Manusは旧バージョンより汎用AIエージェントとして優れた自律性と作業完遂能力を持っていましたが、今回のアップデートによって最後の一押しをクリアした感があります。2025年10月にリリースされたManus 1.5は、その「自己完結性」において一つの到達点を示したと言えるでしょう。作業完了後、成果物はManusの環境にデプロイされるので、作ったものに自分のもの感が出ないところにやや隔靴掻痒感がありますが、まあ資源一式もダウンロードできるのでそれは求めすぎというものでしょう。

本記事では、このManus 1.5のアーキテクチャ、主要機能、そして実用性について、公式情報やサードパーティのレビューを基に、技術的な観点から詳細に解説します。
※なお、本記事そのものもManus 1.5によって自動生成されています。

Introducing Manus 1.5
▲Manus 1.5 公式紹介動画

主要機能①:ワンプロンプトによるフルスタックWebアプリ構築

Manus 1.5の最も注目すべき機能の一つが、自然言語のプロンプトから、バックエンド、データベース、ユーザー認証機能を含むフルスタックのWebアプリケーションを自律的に構築・デプロイする能力です。

これは、単にフロントエンドのコードを生成する従来のAIツールとは一線を画します。ユーザーがアプリケーションの要件を記述するだけで、Manusは以下の要素を含む、実際に動作するアプリケーションを生成します。

機能 説明
フルスタックスキャフォールディング フロントエンドだけでなく、サーバーサイドのロジックやAPIエンドポイントを含む完全なインフラを生成。
ユーザー認証 ログイン、サインアップ、セッション管理といった基本的な認証システムを標準で組み込み。
統合データベース ユーザーデータやアプリケーションの状態を永続化するためのデータベーススキーマを設計・構築。
ビジュアル編集 生成されたアプリのライブプレビュー上で、特定の要素を指し示し「このボタンの色を変更して」といった自然言語での修正が可能。
カスタムドメイン 生成したアプリケーションに独自のドメインを接続し、公開する機能。

出典: Manus 1.5 公式リリースブログ [1] [2] を基に作成

開発プロセスは、以下のステップで進行します。

  1. 要件定義: ユーザーのプロンプトを解釈し、必要な機能、データモデル、技術仕様を設計します。
  2. コード生成: 設計に基づき、フロントエンド、バックエンド、データベースのコードを生成します。
  3. デプロイ: 生成したアプリケーションをサンドボックス環境にデプロイします。
  4. 自動テスト: 統合ブラウザを起動し、基本的なユーザー操作をシミュレートして、動作検証とデバッグを自律的に行います [1][2]。

この一連のサイクルにより、アイデアの着想から動作するプロトタイプの完成までを数分から数十分で完了させることが可能となり、アジャイル開発におけるイテレーション速度を大幅に向上させます。

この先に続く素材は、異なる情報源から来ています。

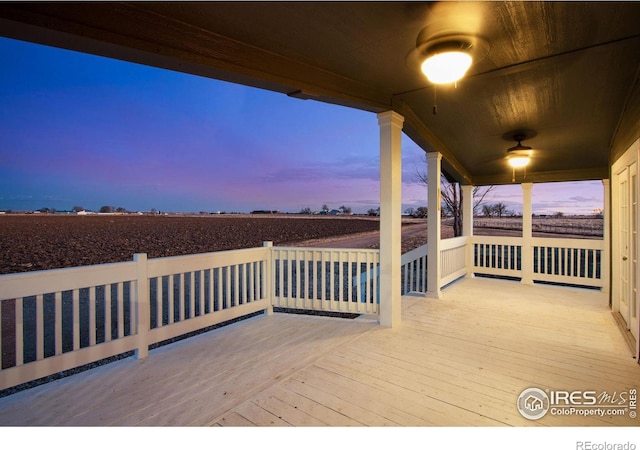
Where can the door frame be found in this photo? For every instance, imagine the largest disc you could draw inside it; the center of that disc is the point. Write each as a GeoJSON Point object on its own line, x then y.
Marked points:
{"type": "Point", "coordinates": [631, 156]}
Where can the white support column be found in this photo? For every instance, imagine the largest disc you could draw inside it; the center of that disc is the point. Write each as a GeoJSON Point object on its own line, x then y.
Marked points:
{"type": "Point", "coordinates": [390, 124]}
{"type": "Point", "coordinates": [605, 260]}
{"type": "Point", "coordinates": [434, 160]}
{"type": "Point", "coordinates": [467, 225]}
{"type": "Point", "coordinates": [527, 235]}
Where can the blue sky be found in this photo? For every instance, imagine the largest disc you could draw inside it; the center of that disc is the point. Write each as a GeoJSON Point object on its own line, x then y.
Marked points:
{"type": "Point", "coordinates": [81, 130]}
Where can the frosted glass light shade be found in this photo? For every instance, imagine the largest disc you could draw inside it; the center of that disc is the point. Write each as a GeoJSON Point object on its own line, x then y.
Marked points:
{"type": "Point", "coordinates": [446, 67]}
{"type": "Point", "coordinates": [519, 161]}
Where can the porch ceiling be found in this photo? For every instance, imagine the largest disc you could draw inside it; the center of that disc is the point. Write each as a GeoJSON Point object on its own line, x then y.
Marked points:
{"type": "Point", "coordinates": [561, 72]}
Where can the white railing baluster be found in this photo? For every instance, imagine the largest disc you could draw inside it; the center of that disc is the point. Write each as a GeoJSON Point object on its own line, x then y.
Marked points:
{"type": "Point", "coordinates": [39, 328]}
{"type": "Point", "coordinates": [92, 316]}
{"type": "Point", "coordinates": [58, 323]}
{"type": "Point", "coordinates": [19, 331]}
{"type": "Point", "coordinates": [76, 318]}
{"type": "Point", "coordinates": [108, 301]}
{"type": "Point", "coordinates": [192, 295]}
{"type": "Point", "coordinates": [120, 301]}
{"type": "Point", "coordinates": [171, 298]}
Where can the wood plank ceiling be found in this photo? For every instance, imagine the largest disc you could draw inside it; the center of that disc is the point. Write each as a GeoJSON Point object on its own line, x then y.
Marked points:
{"type": "Point", "coordinates": [563, 73]}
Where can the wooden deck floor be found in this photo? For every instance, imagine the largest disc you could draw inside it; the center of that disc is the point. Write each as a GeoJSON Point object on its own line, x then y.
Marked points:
{"type": "Point", "coordinates": [461, 360]}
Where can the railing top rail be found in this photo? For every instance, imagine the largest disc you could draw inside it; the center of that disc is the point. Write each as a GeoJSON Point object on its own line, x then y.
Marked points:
{"type": "Point", "coordinates": [327, 249]}
{"type": "Point", "coordinates": [589, 244]}
{"type": "Point", "coordinates": [65, 279]}
{"type": "Point", "coordinates": [500, 240]}
{"type": "Point", "coordinates": [187, 263]}
{"type": "Point", "coordinates": [460, 241]}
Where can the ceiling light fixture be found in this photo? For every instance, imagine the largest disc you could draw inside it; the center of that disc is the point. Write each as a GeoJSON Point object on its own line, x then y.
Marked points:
{"type": "Point", "coordinates": [519, 156]}
{"type": "Point", "coordinates": [446, 57]}
{"type": "Point", "coordinates": [447, 62]}
{"type": "Point", "coordinates": [519, 161]}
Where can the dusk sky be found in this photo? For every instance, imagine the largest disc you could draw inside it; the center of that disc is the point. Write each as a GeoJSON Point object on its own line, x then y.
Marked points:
{"type": "Point", "coordinates": [82, 130]}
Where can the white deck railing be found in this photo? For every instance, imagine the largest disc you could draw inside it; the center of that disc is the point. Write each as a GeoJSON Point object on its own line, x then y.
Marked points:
{"type": "Point", "coordinates": [414, 270]}
{"type": "Point", "coordinates": [579, 262]}
{"type": "Point", "coordinates": [56, 320]}
{"type": "Point", "coordinates": [340, 280]}
{"type": "Point", "coordinates": [61, 319]}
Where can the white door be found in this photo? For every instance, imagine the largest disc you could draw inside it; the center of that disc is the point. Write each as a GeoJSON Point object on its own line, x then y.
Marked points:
{"type": "Point", "coordinates": [623, 243]}
{"type": "Point", "coordinates": [625, 249]}
{"type": "Point", "coordinates": [633, 250]}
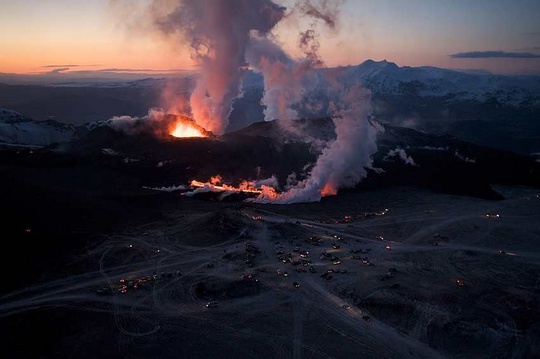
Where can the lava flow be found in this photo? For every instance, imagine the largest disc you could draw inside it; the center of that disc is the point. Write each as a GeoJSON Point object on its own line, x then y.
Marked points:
{"type": "Point", "coordinates": [183, 126]}
{"type": "Point", "coordinates": [250, 187]}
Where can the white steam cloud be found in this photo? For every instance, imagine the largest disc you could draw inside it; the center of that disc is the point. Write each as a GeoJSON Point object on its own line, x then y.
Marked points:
{"type": "Point", "coordinates": [343, 163]}
{"type": "Point", "coordinates": [218, 33]}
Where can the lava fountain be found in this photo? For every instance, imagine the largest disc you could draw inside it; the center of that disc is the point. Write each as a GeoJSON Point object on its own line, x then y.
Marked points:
{"type": "Point", "coordinates": [182, 127]}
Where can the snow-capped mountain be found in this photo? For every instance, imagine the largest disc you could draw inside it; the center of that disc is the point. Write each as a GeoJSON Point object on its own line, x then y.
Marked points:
{"type": "Point", "coordinates": [386, 78]}
{"type": "Point", "coordinates": [17, 129]}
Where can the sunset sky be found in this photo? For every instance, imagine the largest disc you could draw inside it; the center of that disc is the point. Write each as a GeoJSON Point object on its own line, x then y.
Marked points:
{"type": "Point", "coordinates": [502, 36]}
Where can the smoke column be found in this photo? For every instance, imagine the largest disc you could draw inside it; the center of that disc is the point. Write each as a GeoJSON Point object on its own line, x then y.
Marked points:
{"type": "Point", "coordinates": [227, 35]}
{"type": "Point", "coordinates": [343, 163]}
{"type": "Point", "coordinates": [218, 33]}
{"type": "Point", "coordinates": [285, 79]}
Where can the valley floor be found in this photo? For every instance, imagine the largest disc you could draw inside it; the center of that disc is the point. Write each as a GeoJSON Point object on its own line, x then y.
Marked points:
{"type": "Point", "coordinates": [393, 273]}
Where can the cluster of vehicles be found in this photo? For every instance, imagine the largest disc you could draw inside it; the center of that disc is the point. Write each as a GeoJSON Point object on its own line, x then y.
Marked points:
{"type": "Point", "coordinates": [122, 286]}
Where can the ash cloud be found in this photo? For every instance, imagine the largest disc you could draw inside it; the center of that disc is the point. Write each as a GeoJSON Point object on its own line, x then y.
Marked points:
{"type": "Point", "coordinates": [218, 33]}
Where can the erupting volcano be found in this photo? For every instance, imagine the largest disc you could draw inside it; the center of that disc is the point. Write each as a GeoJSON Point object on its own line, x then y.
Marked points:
{"type": "Point", "coordinates": [183, 126]}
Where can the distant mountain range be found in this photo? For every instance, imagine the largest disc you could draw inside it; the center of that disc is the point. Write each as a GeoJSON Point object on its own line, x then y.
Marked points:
{"type": "Point", "coordinates": [490, 110]}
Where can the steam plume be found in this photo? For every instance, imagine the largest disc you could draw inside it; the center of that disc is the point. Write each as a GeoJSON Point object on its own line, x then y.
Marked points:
{"type": "Point", "coordinates": [343, 162]}
{"type": "Point", "coordinates": [218, 33]}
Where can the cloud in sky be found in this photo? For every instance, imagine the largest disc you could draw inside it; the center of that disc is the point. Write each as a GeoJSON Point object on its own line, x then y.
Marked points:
{"type": "Point", "coordinates": [494, 54]}
{"type": "Point", "coordinates": [53, 66]}
{"type": "Point", "coordinates": [58, 71]}
{"type": "Point", "coordinates": [530, 48]}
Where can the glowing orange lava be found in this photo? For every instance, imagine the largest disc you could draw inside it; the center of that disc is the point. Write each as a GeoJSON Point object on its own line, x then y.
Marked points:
{"type": "Point", "coordinates": [328, 190]}
{"type": "Point", "coordinates": [215, 184]}
{"type": "Point", "coordinates": [187, 127]}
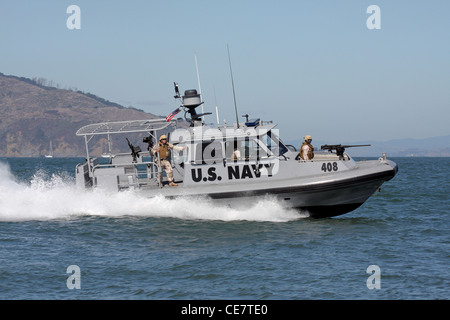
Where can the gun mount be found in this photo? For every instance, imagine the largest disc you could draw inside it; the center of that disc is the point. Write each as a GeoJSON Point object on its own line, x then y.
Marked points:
{"type": "Point", "coordinates": [341, 148]}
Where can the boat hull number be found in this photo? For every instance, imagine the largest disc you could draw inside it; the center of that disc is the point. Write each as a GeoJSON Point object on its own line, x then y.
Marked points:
{"type": "Point", "coordinates": [329, 166]}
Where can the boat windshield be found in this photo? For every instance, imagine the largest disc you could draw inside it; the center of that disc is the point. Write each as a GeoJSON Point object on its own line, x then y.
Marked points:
{"type": "Point", "coordinates": [273, 143]}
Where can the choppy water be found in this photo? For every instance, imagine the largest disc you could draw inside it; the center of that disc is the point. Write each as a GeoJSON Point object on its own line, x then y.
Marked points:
{"type": "Point", "coordinates": [129, 247]}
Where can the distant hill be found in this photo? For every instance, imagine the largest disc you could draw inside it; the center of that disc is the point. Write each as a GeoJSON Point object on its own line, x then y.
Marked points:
{"type": "Point", "coordinates": [33, 113]}
{"type": "Point", "coordinates": [429, 147]}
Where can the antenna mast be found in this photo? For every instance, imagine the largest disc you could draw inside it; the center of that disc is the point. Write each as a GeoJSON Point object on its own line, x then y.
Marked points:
{"type": "Point", "coordinates": [198, 80]}
{"type": "Point", "coordinates": [232, 84]}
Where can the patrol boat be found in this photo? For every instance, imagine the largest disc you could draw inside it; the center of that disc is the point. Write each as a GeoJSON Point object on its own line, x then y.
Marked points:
{"type": "Point", "coordinates": [233, 165]}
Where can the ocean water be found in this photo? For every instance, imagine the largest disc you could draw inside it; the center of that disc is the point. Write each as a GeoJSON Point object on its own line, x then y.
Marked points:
{"type": "Point", "coordinates": [57, 242]}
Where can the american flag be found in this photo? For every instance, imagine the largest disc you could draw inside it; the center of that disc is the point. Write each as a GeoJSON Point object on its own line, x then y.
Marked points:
{"type": "Point", "coordinates": [173, 114]}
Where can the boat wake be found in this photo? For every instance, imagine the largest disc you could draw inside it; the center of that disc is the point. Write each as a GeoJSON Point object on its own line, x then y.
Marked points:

より詳細な構築プロセスについては、公式のチュートリアルが参考になります。

📖 公式チュートリアル: Build Full-Stack Websites in Minutes — No Coding Required

主要機能②:Wide Researchによる並列調査

リサーチ業務においても、Manus 1.5は 「Wide Research」 という強力な機能を提供します。これは、一つの調査テーマに対し、複数のサブエージェントを並列で起動させ、網羅的な情報収集と分析を高速に実行するものです [4]。

例えば、「主要なクラウドサービス5社の最新AI関連サービス、料金体系、市場シェアを比較調査する」といったタスクが与えられた場合、Manusは各社を担当するサブエージェントを同時に起動します。各サブエージェントは、独立した環境で公式ドキュメント、ニュースリリース、アナリストレポートなどを調査し、主エージェントがその結果をリアルタイムで集約・構造化します。

観点 従来の手動調査 Manus Wide Research
アプローチ 人間が一つずつ直列的に調査 複数のAIエージェントが並列で分担
処理時間 数時間〜数日 規模に関わらず数分〜数十分
網羅性 調査範囲が属人化しやすい 複数の情報源を機械的に網羅
出力形式 メモやリンクの断片的な集積 構造化されたレポートや比較表

この並列処理アプローチにより、従来は多大な時間と労力を要した市場調査や競合分析といったタスクを、大幅に効率化することが可能です。アウトプットには、情報の引用元が明記されるため、ファクトチェックも容易に行えます [3]。

この機能の実際の動作については、以下のデモンストレーション動画で確認できます。

【デモ】Manus 1.5による市場調査

その他の主要機能

Manus 1.5は、上記の他にも業務効率化に寄与する多様な機能を搭載しています。

  • プロ品質のスライド・資料生成: テーマを指示するだけで、関連情報を自動でリサーチし、構成、デザイン、引用元を含むプレゼンテーション資料を生成します。グラフや図解も自動で挿入され、手作業による資料作成の工数を大幅に削減します [3]。
  • Mail Manusによるメール起点自動化: 特定のメールアドレスにメールを転送またはCCに追加するだけで、その内容に基づきタスク(資料作成、情報調査、返信案作成など)を自動実行し、成果物を返信します。これにより、受信トレイを起点としたワークフローの自動化が可能になります [4]。
  • コラボレーションとライブラリ: 最大50人のチームメンバーと一つのセッションを共有し、共同でタスクを操作できます。また、生成された成果物はライブラリに一元管理され、チーム内での情報共有や再利用を促進します [1]。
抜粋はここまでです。